I am not gifted in the culinary arts.  Anyone who has spent more than a couple of days with me IRL can vouch for that.  I get in a flap, am slapdash even when I think I'm not being, have no natural feel for quantities; my offerings are, at best, okay if you're really, really hungry.  

There are a few things I can make well.  Vegan chilli, mashed swede.  I produce cheese and beans on toast for my husband with flair and panache, and I can put a mean piece of salmon in the oven.  That's about it.

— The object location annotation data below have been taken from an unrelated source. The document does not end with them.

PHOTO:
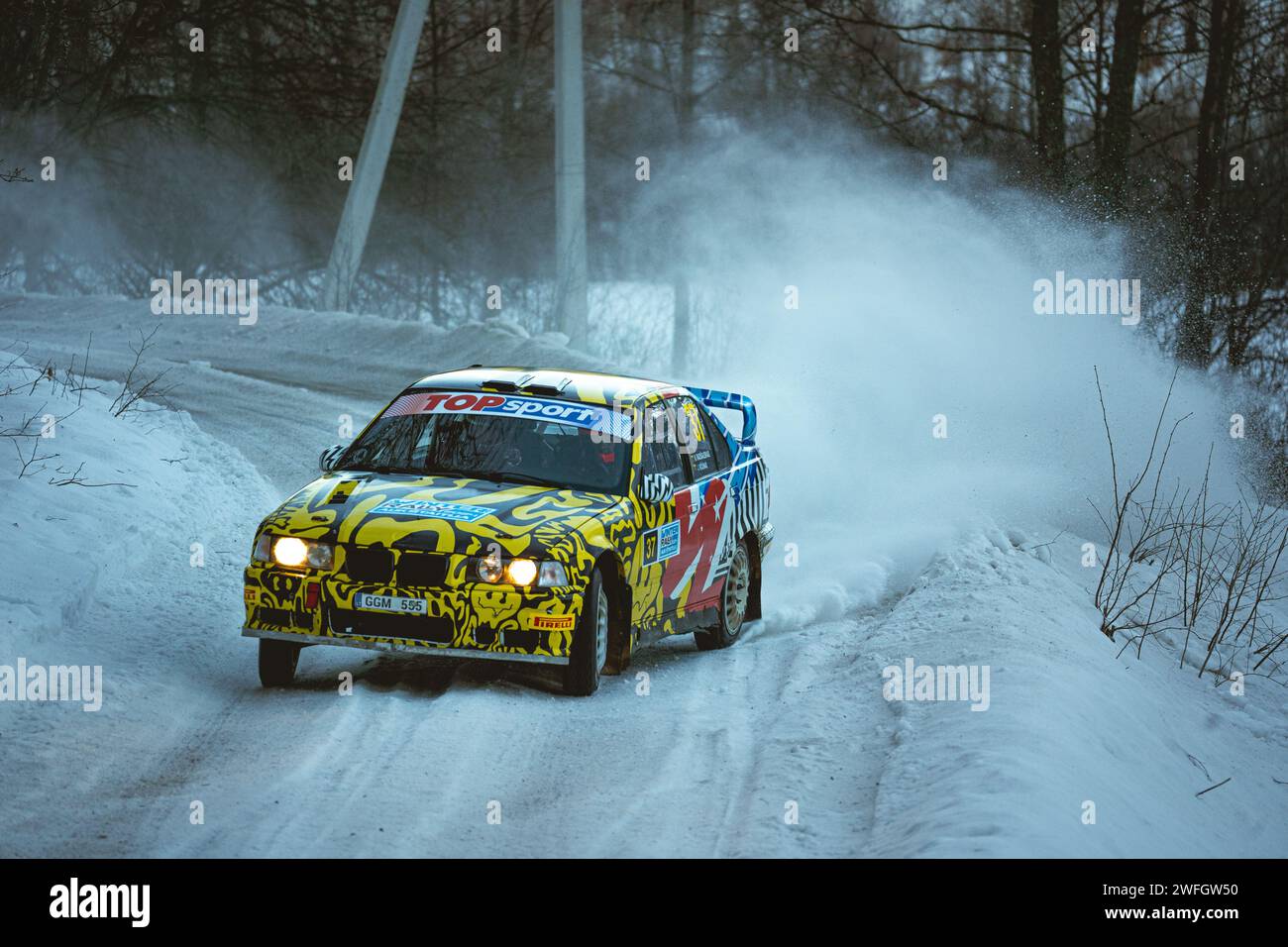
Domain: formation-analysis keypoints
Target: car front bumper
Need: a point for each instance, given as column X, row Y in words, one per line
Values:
column 402, row 644
column 471, row 620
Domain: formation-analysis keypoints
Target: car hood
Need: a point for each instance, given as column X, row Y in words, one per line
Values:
column 443, row 514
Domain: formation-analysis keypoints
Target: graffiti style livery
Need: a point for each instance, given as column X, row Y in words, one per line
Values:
column 520, row 514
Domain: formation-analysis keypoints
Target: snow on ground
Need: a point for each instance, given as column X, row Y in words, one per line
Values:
column 706, row 754
column 1068, row 722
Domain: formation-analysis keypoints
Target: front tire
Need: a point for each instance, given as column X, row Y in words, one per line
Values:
column 589, row 651
column 277, row 661
column 733, row 603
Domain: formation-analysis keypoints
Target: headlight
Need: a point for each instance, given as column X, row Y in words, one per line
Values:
column 321, row 556
column 490, row 569
column 552, row 574
column 294, row 552
column 520, row 571
column 288, row 551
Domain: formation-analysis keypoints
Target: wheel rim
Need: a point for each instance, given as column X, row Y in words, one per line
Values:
column 600, row 630
column 737, row 586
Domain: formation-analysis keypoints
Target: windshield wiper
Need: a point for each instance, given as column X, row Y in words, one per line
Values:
column 514, row 476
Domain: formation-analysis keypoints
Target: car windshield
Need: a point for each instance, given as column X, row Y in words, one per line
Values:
column 503, row 447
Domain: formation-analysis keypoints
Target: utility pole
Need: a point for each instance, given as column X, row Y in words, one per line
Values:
column 360, row 205
column 570, row 172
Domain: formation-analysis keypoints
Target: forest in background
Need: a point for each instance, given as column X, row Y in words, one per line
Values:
column 1164, row 119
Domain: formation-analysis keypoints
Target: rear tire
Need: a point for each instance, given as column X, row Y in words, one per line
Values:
column 589, row 651
column 732, row 612
column 277, row 661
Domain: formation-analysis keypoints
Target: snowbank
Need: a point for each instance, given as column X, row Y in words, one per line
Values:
column 1080, row 751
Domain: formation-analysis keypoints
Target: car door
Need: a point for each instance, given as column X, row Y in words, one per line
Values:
column 695, row 577
column 660, row 532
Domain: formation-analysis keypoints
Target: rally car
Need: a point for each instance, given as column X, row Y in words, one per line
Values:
column 520, row 514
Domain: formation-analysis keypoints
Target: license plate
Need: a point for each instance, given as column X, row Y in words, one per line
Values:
column 397, row 604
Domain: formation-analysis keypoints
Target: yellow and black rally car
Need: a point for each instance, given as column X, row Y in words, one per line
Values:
column 520, row 514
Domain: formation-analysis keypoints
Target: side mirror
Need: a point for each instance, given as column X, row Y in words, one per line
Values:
column 656, row 488
column 329, row 458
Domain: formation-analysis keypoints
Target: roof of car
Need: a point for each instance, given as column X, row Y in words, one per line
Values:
column 590, row 386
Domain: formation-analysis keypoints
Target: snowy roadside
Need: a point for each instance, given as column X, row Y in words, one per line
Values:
column 1080, row 751
column 709, row 758
column 111, row 571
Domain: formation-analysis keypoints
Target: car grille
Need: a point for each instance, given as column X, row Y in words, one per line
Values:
column 421, row 570
column 369, row 565
column 376, row 565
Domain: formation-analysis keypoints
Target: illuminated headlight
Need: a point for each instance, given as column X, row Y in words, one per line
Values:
column 288, row 551
column 292, row 552
column 490, row 569
column 520, row 571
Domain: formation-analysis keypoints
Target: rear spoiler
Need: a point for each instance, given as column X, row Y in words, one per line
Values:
column 735, row 402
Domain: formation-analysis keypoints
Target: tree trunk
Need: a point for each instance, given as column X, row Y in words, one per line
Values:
column 1047, row 89
column 1194, row 335
column 1122, row 98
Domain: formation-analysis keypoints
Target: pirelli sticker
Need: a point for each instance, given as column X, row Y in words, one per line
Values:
column 552, row 622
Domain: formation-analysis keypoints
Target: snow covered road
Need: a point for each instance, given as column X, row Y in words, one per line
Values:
column 780, row 746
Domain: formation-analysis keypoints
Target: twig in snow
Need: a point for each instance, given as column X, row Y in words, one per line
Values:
column 1212, row 788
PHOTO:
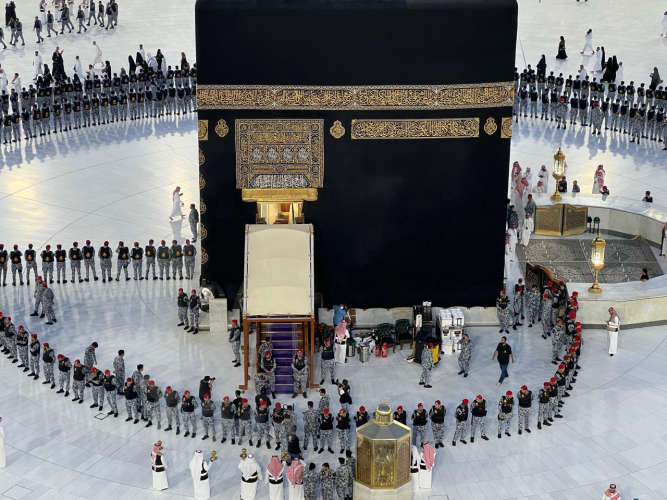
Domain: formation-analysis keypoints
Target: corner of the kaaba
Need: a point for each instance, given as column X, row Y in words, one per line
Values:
column 412, row 201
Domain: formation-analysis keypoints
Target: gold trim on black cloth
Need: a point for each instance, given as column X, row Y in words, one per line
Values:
column 355, row 97
column 436, row 128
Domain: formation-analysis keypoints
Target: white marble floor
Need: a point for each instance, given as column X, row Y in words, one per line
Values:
column 116, row 184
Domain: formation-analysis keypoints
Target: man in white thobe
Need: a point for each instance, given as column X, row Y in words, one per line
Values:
column 250, row 474
column 199, row 472
column 527, row 229
column 613, row 327
column 274, row 478
column 426, row 463
column 37, row 64
column 3, row 460
column 295, row 480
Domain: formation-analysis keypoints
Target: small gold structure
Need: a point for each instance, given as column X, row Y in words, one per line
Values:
column 558, row 173
column 383, row 452
column 597, row 261
column 337, row 130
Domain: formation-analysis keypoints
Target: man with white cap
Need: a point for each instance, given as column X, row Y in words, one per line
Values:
column 199, row 472
column 250, row 474
column 426, row 463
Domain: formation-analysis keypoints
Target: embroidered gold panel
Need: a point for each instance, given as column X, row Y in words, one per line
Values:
column 369, row 97
column 437, row 128
column 279, row 153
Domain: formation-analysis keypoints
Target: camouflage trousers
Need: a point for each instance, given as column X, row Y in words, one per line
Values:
column 209, row 424
column 438, row 432
column 89, row 264
column 504, row 422
column 244, row 429
column 34, row 364
column 189, row 420
column 48, row 373
column 543, row 412
column 183, row 315
column 98, row 395
column 228, row 428
column 460, row 431
column 150, row 263
column 172, row 414
column 343, row 438
column 75, row 268
column 478, row 422
column 63, row 381
column 418, row 434
column 111, row 399
column 524, row 417
column 326, row 437
column 131, row 407
column 328, row 365
column 78, row 387
column 154, row 411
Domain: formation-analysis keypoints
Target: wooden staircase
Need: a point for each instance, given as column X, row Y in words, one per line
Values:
column 285, row 339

Recently I've been trying to make smoothies, using our hand blender thingy.  A couple of them have tasted quite nice, though the enticing sunset-like colour of the peach, banana and raspberry was the best part (it just tasted of bananas).  I have tried making those super-nutritious ones with spinach and avocado and mint, wheatgrass and spirulina, which all just taste of mint.  Husband will not go near those, though he is kind about my fruity efforts.

Until today.

Mango, bananas, blueberries, a few raspberries, and a pomegranate.  Sounds lovely.  Looked it, too, all the fruit cut up in the big jug.  It carried on looking good when it was all smoothied - until I had a taste and realised my big mistake.  I should have carefully and individually extracted all the pomegranate seeds from the surrounding white pithy bits, which had become sharp shards of hard nasty white matter within the dark red deliciousness.

(Husband: 'this is why pomegranate juice is so expensive')


What to do?  I decided to strain it.  I tried the collander, but it let the evil white shards through.  Tried the sieve and the tea strainer, and it took forever.  Husband suggested I use one of the pieces of muslin that he uses for straining other things.  I took one out of the drawer where they live, with all the freshly laundered tea towels.

Please note: the phrase 'freshly laundered' is key in this drama.

It was only when I was squeezing the stuff through that he said, "Did you give the muslin a good rinse in boiling water before you used it?'

No, of course I didn't.  What did he think I was, sensible?



After all the sieving and red splatters all over the floor and the worktop, after the chucking out bits of fruity mush that still contained bits of hard nasty white matter, we were left with just two small glasses of dark red smoothie, which looked quite presentable.

Except it had this off-putting aftertaste.  Okay, it was actually a before, during and aftertaste that dominated all other flavours.  


I'd mixed pomegranate, bananas, mango, blueberries and raspberries, and managed to produce a smoothie that tasted entirely of Comfort fabric conditioner.